The site is, of course, very fast. But the main gain, for me, was not having to figure out how to get the underlying tech working. Yes, I'm probably dumber for it, but the site was up in a few hours and I got to go on with my life.
While that may be great for Google Pagespeed, it leads to issues that wouldn't exist with a static page and a degraded experience for the end user. I'm not sure if the issue is related to the plugin discussed in the article.
With this being said, I can see many use-cases for such a plugin. Having compile-time image transformation/compression is really nice.
Why is the automatic assumption foe something not being updated for a few years to be abandoned instead of done? Are libraries not allowed to be stable/done?
You really need to look at the issues/updates ratio. Are there 57 open issues that haven't been triaged or addressed? Are there multiple open PRs or requests that should be easily added and are just sitting there rotting?
Thats why I push back against the notion that no updates = abandoned. Personal, painful, experience.
As in, "I've personally witnessed people passing over mature libraries that just don't need any more updates in favor of ones that aren't really production ready but get frequent updates, which causes quite a bad dev experience down the line".
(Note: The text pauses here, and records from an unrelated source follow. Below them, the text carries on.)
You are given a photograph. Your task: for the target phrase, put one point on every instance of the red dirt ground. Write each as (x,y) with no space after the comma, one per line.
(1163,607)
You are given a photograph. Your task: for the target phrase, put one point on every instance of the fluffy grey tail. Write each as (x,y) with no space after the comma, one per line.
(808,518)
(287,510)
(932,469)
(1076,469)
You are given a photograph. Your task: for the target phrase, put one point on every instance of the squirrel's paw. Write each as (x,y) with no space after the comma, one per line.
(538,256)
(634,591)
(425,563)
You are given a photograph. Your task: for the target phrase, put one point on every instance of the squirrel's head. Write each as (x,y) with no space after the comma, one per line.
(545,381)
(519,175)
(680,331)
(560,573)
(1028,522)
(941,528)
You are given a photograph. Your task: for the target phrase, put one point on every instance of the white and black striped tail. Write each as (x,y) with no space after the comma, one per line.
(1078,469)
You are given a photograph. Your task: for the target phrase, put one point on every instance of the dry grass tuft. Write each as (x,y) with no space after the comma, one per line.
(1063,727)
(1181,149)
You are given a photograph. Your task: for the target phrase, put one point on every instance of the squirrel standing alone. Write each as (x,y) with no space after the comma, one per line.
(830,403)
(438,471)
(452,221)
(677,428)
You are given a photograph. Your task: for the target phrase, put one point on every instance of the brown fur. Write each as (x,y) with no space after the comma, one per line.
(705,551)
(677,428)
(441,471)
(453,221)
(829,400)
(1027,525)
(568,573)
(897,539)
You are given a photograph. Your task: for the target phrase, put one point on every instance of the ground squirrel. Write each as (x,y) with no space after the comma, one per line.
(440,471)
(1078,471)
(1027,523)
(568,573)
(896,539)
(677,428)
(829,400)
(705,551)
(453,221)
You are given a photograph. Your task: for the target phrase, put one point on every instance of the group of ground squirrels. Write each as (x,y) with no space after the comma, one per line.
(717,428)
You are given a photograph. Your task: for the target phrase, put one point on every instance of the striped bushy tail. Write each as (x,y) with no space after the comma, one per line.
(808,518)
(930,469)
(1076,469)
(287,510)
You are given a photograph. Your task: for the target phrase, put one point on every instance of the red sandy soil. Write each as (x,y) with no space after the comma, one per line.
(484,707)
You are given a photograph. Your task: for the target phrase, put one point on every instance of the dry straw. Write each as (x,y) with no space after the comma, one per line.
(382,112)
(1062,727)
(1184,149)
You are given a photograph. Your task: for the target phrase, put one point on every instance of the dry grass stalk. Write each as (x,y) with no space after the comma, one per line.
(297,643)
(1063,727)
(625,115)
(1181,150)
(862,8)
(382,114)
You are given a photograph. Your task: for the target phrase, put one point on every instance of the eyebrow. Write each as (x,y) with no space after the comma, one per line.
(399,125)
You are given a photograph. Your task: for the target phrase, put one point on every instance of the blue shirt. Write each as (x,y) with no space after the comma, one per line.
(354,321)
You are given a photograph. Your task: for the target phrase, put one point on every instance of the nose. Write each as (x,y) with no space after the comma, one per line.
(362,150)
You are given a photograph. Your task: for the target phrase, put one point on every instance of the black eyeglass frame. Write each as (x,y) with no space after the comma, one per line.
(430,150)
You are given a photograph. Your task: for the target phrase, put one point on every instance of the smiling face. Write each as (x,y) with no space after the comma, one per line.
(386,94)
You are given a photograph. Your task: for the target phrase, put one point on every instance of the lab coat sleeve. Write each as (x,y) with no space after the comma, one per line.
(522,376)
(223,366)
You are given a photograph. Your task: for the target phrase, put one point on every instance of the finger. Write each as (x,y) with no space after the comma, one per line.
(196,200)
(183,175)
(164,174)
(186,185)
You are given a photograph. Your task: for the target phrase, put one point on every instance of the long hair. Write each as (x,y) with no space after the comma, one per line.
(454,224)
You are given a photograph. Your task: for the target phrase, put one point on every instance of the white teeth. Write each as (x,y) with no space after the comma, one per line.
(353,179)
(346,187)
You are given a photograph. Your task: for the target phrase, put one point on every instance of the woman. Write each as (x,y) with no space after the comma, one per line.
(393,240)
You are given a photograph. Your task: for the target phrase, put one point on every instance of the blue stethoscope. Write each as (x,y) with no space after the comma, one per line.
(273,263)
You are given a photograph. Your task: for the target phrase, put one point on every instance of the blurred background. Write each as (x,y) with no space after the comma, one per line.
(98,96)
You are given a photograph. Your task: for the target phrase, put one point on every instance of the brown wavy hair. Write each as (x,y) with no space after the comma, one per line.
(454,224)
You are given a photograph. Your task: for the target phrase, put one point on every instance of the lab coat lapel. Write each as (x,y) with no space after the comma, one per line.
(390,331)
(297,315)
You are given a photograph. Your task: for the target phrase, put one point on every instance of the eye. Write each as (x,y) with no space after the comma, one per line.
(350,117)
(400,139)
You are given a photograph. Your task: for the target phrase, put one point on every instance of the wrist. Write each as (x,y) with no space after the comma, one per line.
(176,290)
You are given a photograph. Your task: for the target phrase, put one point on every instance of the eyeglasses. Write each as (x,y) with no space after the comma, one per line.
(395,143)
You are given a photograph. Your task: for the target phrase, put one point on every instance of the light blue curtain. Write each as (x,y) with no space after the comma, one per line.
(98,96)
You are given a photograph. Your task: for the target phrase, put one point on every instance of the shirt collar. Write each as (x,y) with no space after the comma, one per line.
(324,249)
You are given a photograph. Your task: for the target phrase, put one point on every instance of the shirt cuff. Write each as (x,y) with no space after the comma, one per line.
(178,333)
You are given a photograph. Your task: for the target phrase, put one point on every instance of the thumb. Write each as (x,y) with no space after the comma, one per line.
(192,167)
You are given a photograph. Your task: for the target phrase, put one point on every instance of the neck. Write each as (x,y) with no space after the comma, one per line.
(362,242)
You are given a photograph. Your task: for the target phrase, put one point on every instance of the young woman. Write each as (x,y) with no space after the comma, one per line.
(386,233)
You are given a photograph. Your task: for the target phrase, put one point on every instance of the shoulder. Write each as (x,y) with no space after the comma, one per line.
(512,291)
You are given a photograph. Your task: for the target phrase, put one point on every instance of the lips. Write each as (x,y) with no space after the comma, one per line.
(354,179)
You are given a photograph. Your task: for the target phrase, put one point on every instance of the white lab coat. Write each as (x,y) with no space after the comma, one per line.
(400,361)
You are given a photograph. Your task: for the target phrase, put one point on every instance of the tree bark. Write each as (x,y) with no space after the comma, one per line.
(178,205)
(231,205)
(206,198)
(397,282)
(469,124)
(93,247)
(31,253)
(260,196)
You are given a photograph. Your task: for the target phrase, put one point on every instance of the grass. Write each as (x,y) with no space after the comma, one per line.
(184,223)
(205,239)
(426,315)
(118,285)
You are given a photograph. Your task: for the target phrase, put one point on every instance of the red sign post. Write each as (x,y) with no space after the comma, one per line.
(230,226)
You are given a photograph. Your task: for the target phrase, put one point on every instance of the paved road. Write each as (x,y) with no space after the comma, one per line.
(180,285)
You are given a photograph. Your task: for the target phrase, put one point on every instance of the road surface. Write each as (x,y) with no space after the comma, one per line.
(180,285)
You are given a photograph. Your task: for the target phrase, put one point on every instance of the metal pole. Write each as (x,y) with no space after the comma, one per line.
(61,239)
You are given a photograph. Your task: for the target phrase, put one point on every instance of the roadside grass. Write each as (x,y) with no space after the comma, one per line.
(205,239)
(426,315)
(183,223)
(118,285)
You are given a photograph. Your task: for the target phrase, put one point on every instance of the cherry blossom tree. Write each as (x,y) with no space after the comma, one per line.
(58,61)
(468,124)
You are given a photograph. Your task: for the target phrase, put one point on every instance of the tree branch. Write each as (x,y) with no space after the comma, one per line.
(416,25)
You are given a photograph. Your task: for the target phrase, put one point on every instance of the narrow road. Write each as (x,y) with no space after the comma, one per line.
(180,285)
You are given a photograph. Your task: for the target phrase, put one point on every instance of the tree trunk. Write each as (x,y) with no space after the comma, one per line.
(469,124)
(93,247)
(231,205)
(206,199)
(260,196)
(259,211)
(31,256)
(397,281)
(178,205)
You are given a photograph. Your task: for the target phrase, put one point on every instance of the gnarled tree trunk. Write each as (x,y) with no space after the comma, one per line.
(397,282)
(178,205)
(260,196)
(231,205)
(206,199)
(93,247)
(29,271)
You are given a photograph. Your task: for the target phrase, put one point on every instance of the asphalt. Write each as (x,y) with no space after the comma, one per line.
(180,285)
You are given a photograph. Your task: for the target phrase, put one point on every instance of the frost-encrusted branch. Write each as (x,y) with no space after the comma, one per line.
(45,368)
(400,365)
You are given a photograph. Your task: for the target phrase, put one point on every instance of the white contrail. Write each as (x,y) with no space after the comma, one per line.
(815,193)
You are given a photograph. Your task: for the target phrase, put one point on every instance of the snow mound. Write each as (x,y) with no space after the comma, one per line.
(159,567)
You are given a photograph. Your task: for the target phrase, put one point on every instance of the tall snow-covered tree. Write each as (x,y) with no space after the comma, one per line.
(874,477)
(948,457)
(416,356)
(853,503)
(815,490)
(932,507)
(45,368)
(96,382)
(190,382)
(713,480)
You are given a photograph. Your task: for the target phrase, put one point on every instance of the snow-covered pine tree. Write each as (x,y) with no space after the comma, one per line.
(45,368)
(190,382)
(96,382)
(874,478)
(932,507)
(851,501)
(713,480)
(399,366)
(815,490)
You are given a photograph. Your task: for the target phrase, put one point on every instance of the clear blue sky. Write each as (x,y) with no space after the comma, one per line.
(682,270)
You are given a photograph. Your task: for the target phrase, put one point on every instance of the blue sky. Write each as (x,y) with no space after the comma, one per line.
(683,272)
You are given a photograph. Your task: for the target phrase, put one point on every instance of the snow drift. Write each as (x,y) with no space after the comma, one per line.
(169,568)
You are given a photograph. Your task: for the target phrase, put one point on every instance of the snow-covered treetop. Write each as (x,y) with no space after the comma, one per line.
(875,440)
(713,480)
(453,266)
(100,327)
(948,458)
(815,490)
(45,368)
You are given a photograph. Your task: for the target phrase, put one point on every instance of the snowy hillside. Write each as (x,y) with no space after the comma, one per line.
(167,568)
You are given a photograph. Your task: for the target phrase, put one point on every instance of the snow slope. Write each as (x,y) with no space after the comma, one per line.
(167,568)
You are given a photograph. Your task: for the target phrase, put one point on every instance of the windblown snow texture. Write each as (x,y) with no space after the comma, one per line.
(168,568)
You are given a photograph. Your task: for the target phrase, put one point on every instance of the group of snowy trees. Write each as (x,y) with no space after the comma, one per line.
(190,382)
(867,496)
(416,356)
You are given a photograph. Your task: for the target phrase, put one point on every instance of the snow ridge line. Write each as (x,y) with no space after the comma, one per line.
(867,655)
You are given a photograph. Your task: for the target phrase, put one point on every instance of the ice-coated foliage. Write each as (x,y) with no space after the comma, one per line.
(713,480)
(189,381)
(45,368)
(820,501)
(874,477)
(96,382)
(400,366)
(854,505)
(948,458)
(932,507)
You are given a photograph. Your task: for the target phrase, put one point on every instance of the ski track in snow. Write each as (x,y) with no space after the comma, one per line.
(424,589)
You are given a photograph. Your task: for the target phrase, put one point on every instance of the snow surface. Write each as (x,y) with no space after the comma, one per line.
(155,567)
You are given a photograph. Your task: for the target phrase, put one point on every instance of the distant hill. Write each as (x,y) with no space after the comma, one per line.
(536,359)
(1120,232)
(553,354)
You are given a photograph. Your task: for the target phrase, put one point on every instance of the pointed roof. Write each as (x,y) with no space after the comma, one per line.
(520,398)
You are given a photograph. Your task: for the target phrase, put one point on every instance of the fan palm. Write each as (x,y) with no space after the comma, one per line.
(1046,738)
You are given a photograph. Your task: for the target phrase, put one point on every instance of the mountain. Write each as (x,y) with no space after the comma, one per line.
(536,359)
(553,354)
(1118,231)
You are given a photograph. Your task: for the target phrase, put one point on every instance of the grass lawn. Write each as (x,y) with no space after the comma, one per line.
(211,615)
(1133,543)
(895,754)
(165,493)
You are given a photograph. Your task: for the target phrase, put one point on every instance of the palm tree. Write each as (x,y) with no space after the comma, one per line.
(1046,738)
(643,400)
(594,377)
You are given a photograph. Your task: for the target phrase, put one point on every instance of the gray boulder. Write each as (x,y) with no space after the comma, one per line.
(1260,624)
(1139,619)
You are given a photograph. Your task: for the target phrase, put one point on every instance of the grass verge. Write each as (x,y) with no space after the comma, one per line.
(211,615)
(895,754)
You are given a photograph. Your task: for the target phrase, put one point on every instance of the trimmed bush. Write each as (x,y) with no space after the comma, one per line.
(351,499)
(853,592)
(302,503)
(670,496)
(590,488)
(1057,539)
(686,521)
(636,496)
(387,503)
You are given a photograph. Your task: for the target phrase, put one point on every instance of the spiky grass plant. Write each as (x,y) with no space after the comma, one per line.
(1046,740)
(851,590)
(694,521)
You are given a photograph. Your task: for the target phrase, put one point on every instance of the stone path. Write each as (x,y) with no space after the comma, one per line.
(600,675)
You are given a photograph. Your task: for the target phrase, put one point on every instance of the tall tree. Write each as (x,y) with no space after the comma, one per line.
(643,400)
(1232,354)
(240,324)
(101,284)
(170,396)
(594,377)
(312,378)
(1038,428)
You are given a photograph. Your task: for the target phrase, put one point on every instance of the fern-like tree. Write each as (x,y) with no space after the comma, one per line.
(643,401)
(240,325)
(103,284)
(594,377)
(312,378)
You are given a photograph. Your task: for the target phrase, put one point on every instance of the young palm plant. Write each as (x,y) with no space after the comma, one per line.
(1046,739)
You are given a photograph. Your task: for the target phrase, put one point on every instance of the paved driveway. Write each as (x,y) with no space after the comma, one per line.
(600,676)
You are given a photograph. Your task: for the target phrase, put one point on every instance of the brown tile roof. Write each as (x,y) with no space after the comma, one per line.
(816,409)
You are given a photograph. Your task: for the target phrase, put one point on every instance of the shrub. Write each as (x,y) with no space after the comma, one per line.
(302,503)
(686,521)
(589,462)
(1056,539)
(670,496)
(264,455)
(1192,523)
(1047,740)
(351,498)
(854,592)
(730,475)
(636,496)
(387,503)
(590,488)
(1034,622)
I am not really good at articulating my thoughts properly, so thanks for making me write this longer comment.
The idea that this kind of project is "done" without even occasional chore updates just has no shot. It's obviously off of its maintainers' "rotation".
I'd be hella miffed if I loaded a page on my laptop, then opened it up somewhere without internet access, and realized that half the page fully didn't exist.
I commented a couple days ago about how I taught my team about image formats [0], and just published a blog post this morning [1].
Another aspect of image optimization that I'm aware of, but haven't even bothered with yet, is handling the art direction problem of responsive images.
Like "pan and scan" conversions of widescreen movies to the old 4:3 TV size, if you're serving a narrower image to mobile devices than say a desktop browser, the ideal image to serve is probably not a generic resize, or center-cropped version of the image. Mozilla has a nice page on responsive images that explains it better than I could: https://developer.mozilla.org/en-US/docs/Web/HTML/Guides/Res...
Brajeshwar•6mo ago
Almost all audio, images, and videos are rather ornamental, and the content will be OK without them. I try to have all content as standalone on its own as possible. For instance, the posts follow the pattern "_posts/YYYY/YYYY-MM-DD-url-goes-here.md," so I know where the yearly content is, despite each post having its own designated published date. I also have a folder "_posts/todo" where published (but work-in-progress) and future dated posts live.
For images, I stopped worrying about serving multiple sources. I optimized it somewhere between good enough for both mobile and higher (I now consider tablet and desktop the same).